Tandis que nous escaladons tant bien que mal, avez-vous noté, amis noir et vert, que notre détour par la pampa de Holmberg ne nous a pas vraiment rapprochés de notre but ? Cette petite incursion dans l’Argentine du début du 20è devait constituer une opération blanche, neutre par rapport au déroulement normal de notre quête du tigre du Benghale, une parenthèse qui n’aurait pas laissé de trace. Or, si l’on en croit une cartographie personnelle passablement divergente du planisphère des géographes il est vrai, mais très efficace pour se repérer à coup sûr dans ce territoire-ci, ces montagnes se situent plus loin du Benghale que le champ de betteraves où nous crapahutions il y a 10 pages. Il faut revoir notre stratégie du « à l’est toute ! », tenter un itinéraire qui piquerait vers le sud, via le Moyen-Orient… L’idée est très mauvaise par les temps qui courent, certes… Nous réfléchirons à tout cela après une bonne nuit de sommeil.
Ho hisse ! Nous y sommes…
Ma foi, la lune se dévoile et cette couronne de portail en fer forgé me semble bien familière ; la cour de ce château je la reconnais, la porte aussi, la porte surtout… mais où les ai-je vus auparavant… Il faisait nuit et il pleuvait… -- Allais-tu pieds nus comme ce soir aussi ? -- Non… Je reconnais cette porte mais on ne l’a jamais ouverte pour moi ; un homme chaussé de bottes l’a empruntée un jour, mais je n’y étais pas vraiment, je n’étais pas vraiment là…

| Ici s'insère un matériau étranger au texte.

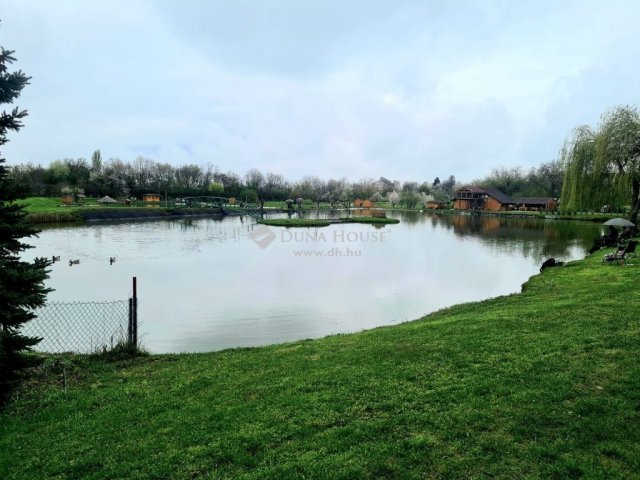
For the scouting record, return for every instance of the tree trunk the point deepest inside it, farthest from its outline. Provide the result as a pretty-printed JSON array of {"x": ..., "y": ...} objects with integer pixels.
[{"x": 635, "y": 201}]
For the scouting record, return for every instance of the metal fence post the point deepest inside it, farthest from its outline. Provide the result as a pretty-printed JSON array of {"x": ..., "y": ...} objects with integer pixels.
[
  {"x": 135, "y": 312},
  {"x": 130, "y": 325}
]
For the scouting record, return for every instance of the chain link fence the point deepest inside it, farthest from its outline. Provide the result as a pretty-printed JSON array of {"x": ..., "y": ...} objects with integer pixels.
[{"x": 83, "y": 327}]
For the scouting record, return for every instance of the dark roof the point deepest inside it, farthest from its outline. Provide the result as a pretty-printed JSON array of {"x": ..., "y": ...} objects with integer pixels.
[
  {"x": 498, "y": 195},
  {"x": 533, "y": 200},
  {"x": 473, "y": 189},
  {"x": 492, "y": 192}
]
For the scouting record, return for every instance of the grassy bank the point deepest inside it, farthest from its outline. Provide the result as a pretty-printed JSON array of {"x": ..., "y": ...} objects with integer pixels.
[
  {"x": 295, "y": 222},
  {"x": 374, "y": 220},
  {"x": 311, "y": 222},
  {"x": 544, "y": 384}
]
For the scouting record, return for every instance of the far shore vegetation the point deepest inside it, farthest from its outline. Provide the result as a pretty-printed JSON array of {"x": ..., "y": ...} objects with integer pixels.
[{"x": 542, "y": 384}]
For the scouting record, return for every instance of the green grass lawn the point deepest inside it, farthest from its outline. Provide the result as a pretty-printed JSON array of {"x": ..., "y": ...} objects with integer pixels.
[{"x": 543, "y": 384}]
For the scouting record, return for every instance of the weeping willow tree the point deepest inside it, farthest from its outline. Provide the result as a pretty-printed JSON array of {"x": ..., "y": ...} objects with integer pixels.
[{"x": 602, "y": 167}]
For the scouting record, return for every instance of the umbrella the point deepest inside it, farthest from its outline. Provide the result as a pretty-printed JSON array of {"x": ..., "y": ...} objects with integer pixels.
[{"x": 619, "y": 222}]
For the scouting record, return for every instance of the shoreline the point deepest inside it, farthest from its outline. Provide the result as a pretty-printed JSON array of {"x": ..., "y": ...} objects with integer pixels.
[{"x": 544, "y": 382}]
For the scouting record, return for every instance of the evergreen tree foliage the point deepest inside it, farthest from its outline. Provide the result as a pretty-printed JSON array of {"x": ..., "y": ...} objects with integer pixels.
[{"x": 21, "y": 283}]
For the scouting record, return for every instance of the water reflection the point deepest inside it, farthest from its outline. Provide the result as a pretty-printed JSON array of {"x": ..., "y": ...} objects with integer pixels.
[{"x": 206, "y": 284}]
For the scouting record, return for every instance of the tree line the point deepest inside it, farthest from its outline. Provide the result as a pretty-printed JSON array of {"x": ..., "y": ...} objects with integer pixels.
[
  {"x": 114, "y": 177},
  {"x": 117, "y": 178}
]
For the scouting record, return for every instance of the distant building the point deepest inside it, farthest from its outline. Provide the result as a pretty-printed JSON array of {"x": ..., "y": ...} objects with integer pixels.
[
  {"x": 482, "y": 198},
  {"x": 436, "y": 205},
  {"x": 383, "y": 185},
  {"x": 150, "y": 197},
  {"x": 538, "y": 204}
]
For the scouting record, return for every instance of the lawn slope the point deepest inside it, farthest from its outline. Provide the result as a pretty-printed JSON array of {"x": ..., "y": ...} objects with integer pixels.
[{"x": 545, "y": 384}]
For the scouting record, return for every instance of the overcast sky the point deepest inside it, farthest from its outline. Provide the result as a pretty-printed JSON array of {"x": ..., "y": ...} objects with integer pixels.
[{"x": 405, "y": 89}]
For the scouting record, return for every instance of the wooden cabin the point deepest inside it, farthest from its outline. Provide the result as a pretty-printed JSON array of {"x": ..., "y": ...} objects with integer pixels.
[
  {"x": 482, "y": 198},
  {"x": 536, "y": 204},
  {"x": 436, "y": 205},
  {"x": 150, "y": 197}
]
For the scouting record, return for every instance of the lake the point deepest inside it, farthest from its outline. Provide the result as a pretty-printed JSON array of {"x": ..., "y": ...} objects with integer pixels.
[{"x": 212, "y": 283}]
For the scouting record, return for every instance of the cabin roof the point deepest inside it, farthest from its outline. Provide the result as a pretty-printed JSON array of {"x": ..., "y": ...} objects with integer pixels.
[
  {"x": 384, "y": 180},
  {"x": 497, "y": 194},
  {"x": 533, "y": 200},
  {"x": 492, "y": 192}
]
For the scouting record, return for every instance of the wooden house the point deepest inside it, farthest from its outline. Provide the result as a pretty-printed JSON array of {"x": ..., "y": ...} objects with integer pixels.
[
  {"x": 536, "y": 204},
  {"x": 383, "y": 185},
  {"x": 481, "y": 198},
  {"x": 150, "y": 197},
  {"x": 437, "y": 205}
]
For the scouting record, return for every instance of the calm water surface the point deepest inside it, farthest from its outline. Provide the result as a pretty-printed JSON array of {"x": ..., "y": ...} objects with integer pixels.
[{"x": 208, "y": 284}]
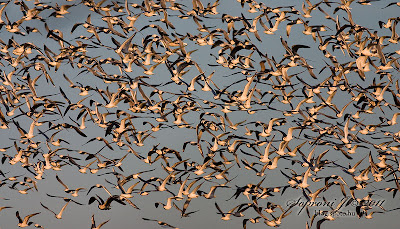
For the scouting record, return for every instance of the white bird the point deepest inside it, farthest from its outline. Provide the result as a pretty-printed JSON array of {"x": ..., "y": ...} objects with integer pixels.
[{"x": 25, "y": 223}]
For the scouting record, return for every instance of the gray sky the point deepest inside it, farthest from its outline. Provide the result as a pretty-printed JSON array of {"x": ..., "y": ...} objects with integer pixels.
[{"x": 120, "y": 216}]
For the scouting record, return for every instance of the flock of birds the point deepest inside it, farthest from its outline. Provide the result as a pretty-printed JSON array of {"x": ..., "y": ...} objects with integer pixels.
[{"x": 313, "y": 119}]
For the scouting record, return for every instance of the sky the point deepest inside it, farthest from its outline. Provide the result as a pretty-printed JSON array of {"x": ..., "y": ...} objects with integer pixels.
[{"x": 76, "y": 216}]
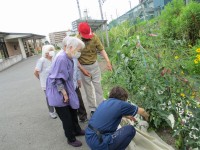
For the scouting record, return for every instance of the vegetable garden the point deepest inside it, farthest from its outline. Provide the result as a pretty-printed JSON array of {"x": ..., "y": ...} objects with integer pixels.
[{"x": 158, "y": 62}]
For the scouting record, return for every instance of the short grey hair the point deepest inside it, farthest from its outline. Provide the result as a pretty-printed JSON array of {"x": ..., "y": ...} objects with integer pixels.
[{"x": 72, "y": 41}]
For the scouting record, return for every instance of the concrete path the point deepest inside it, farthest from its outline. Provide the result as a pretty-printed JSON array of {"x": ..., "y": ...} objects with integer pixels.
[{"x": 24, "y": 120}]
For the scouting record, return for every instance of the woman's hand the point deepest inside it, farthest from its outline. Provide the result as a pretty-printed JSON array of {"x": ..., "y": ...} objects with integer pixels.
[{"x": 66, "y": 98}]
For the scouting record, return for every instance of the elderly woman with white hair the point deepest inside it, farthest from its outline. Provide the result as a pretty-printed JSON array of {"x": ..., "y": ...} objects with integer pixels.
[
  {"x": 42, "y": 71},
  {"x": 60, "y": 89}
]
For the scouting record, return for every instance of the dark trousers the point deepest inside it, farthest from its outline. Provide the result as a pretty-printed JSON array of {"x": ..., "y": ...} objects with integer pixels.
[
  {"x": 69, "y": 119},
  {"x": 82, "y": 114},
  {"x": 122, "y": 138}
]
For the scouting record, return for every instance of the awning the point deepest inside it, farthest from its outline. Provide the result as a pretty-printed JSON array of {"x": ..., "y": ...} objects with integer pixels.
[{"x": 94, "y": 24}]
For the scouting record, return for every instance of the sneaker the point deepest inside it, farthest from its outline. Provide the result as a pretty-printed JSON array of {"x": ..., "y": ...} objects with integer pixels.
[
  {"x": 91, "y": 113},
  {"x": 75, "y": 143},
  {"x": 82, "y": 132},
  {"x": 83, "y": 120},
  {"x": 53, "y": 115}
]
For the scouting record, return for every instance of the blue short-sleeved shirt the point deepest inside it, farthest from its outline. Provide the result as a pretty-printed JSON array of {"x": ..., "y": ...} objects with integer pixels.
[{"x": 106, "y": 119}]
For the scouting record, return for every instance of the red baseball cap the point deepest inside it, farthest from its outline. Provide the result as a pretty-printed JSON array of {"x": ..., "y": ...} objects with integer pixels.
[{"x": 85, "y": 30}]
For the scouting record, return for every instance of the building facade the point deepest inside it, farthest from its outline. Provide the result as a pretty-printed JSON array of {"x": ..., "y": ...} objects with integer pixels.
[
  {"x": 17, "y": 46},
  {"x": 57, "y": 37}
]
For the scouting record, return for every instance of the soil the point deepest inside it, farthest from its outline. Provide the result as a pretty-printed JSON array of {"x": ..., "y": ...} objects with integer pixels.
[{"x": 166, "y": 135}]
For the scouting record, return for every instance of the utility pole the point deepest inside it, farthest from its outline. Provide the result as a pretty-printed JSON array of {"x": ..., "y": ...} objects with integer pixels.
[
  {"x": 116, "y": 13},
  {"x": 79, "y": 9},
  {"x": 100, "y": 7},
  {"x": 130, "y": 4}
]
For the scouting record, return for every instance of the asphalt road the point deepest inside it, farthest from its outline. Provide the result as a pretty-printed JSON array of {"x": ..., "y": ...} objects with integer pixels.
[{"x": 24, "y": 120}]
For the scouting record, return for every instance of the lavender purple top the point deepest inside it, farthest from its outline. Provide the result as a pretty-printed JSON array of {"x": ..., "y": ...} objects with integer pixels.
[{"x": 61, "y": 75}]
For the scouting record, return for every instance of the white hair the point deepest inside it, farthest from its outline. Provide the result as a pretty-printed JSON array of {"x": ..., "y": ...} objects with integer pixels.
[
  {"x": 46, "y": 49},
  {"x": 73, "y": 42}
]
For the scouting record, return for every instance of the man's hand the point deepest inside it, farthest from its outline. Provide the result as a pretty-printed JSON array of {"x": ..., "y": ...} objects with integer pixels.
[
  {"x": 79, "y": 83},
  {"x": 86, "y": 73},
  {"x": 66, "y": 98},
  {"x": 131, "y": 118},
  {"x": 143, "y": 113}
]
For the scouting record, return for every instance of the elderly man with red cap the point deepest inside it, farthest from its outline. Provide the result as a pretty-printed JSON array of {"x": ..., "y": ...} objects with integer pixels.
[{"x": 91, "y": 74}]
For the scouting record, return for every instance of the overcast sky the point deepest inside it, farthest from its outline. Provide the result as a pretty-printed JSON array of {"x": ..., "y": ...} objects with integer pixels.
[{"x": 45, "y": 16}]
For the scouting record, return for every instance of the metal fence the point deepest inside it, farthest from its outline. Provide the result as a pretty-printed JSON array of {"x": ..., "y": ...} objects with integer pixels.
[{"x": 144, "y": 11}]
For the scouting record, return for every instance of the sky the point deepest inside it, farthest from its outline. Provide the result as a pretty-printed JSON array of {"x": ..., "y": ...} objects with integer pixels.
[{"x": 46, "y": 16}]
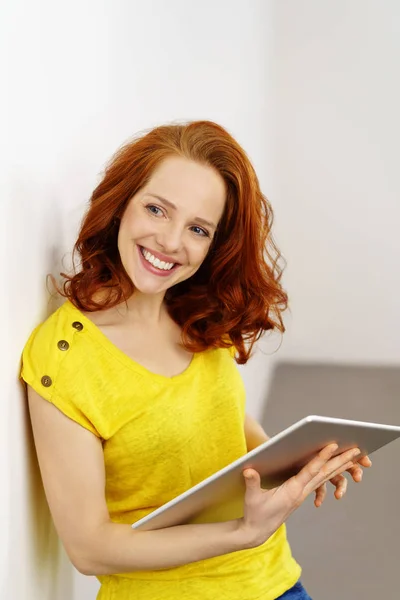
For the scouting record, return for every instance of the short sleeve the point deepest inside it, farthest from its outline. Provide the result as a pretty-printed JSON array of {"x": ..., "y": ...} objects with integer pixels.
[
  {"x": 232, "y": 351},
  {"x": 51, "y": 369}
]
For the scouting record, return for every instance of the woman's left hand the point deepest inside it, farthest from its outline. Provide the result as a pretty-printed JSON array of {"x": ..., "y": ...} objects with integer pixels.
[{"x": 340, "y": 482}]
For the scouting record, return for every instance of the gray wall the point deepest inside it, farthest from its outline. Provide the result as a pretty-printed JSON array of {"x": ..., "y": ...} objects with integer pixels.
[{"x": 349, "y": 549}]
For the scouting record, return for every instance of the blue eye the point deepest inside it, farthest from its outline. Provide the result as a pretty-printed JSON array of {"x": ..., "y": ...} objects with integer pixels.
[
  {"x": 199, "y": 231},
  {"x": 154, "y": 210}
]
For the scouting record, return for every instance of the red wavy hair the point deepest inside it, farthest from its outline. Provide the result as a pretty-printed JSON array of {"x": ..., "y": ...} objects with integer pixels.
[{"x": 236, "y": 294}]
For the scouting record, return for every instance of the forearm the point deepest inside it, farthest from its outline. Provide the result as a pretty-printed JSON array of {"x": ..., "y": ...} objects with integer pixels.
[{"x": 117, "y": 548}]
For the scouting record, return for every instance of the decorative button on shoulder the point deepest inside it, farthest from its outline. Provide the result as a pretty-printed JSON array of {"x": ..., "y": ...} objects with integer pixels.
[{"x": 63, "y": 345}]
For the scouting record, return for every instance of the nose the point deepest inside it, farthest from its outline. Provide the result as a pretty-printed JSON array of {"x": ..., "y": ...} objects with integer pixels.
[{"x": 170, "y": 238}]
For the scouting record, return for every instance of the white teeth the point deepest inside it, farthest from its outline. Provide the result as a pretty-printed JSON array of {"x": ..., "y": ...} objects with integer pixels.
[{"x": 159, "y": 264}]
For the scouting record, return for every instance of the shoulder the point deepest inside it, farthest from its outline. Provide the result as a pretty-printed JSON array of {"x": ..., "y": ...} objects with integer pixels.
[
  {"x": 53, "y": 365},
  {"x": 47, "y": 348},
  {"x": 51, "y": 338}
]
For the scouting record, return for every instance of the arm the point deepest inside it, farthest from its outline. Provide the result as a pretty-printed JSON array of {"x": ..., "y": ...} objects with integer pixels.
[
  {"x": 72, "y": 467},
  {"x": 255, "y": 434}
]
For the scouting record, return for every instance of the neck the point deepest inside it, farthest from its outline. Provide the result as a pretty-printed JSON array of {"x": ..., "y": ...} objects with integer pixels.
[{"x": 147, "y": 309}]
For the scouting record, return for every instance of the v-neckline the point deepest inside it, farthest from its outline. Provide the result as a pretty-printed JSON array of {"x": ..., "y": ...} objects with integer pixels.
[{"x": 119, "y": 354}]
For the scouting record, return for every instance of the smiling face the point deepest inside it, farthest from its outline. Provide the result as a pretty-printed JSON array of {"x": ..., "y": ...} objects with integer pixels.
[{"x": 168, "y": 225}]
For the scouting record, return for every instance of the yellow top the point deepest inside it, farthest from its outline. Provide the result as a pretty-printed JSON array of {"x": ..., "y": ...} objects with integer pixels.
[{"x": 161, "y": 435}]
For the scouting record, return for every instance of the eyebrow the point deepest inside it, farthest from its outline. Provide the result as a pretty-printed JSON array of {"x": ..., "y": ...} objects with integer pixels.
[{"x": 172, "y": 205}]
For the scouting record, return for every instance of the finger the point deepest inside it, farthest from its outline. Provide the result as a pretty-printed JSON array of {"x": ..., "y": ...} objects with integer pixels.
[
  {"x": 356, "y": 473},
  {"x": 335, "y": 466},
  {"x": 252, "y": 479},
  {"x": 320, "y": 494},
  {"x": 365, "y": 461},
  {"x": 340, "y": 482},
  {"x": 314, "y": 466}
]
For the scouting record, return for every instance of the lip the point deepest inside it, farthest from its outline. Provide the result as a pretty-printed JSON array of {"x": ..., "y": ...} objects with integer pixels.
[
  {"x": 160, "y": 256},
  {"x": 149, "y": 267}
]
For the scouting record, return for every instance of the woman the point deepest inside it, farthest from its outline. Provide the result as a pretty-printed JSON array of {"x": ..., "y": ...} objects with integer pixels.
[{"x": 133, "y": 391}]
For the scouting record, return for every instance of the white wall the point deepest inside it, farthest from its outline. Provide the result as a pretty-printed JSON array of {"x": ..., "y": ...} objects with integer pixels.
[
  {"x": 336, "y": 166},
  {"x": 82, "y": 78},
  {"x": 311, "y": 93}
]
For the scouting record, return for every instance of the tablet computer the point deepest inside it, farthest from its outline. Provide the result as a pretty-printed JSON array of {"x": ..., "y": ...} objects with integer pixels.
[{"x": 220, "y": 497}]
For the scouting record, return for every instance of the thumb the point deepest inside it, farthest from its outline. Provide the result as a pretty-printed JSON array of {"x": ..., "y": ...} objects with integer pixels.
[{"x": 252, "y": 479}]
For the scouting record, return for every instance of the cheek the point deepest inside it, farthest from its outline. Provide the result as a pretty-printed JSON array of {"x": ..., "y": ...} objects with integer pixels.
[{"x": 199, "y": 254}]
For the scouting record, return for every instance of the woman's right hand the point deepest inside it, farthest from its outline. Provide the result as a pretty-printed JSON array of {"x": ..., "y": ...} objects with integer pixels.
[{"x": 266, "y": 510}]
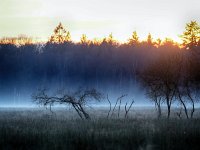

Bah, grenouille, tu dois t’en souvenir aussi : tout me revient à présent, la scène entre Raoul de Kerpezdrons et son épouse, tu me l’as montrée toute entière dans ta gorge gonflée.
Allez, s’il te plait grenouille, regarde-nous, mon daemon et moi, te faire les yeux doux, s’il te plait dis-moi oui : laisse-nous entrevoir la vie de ce château, ce soir, puis, promis juré, nous irons dormir.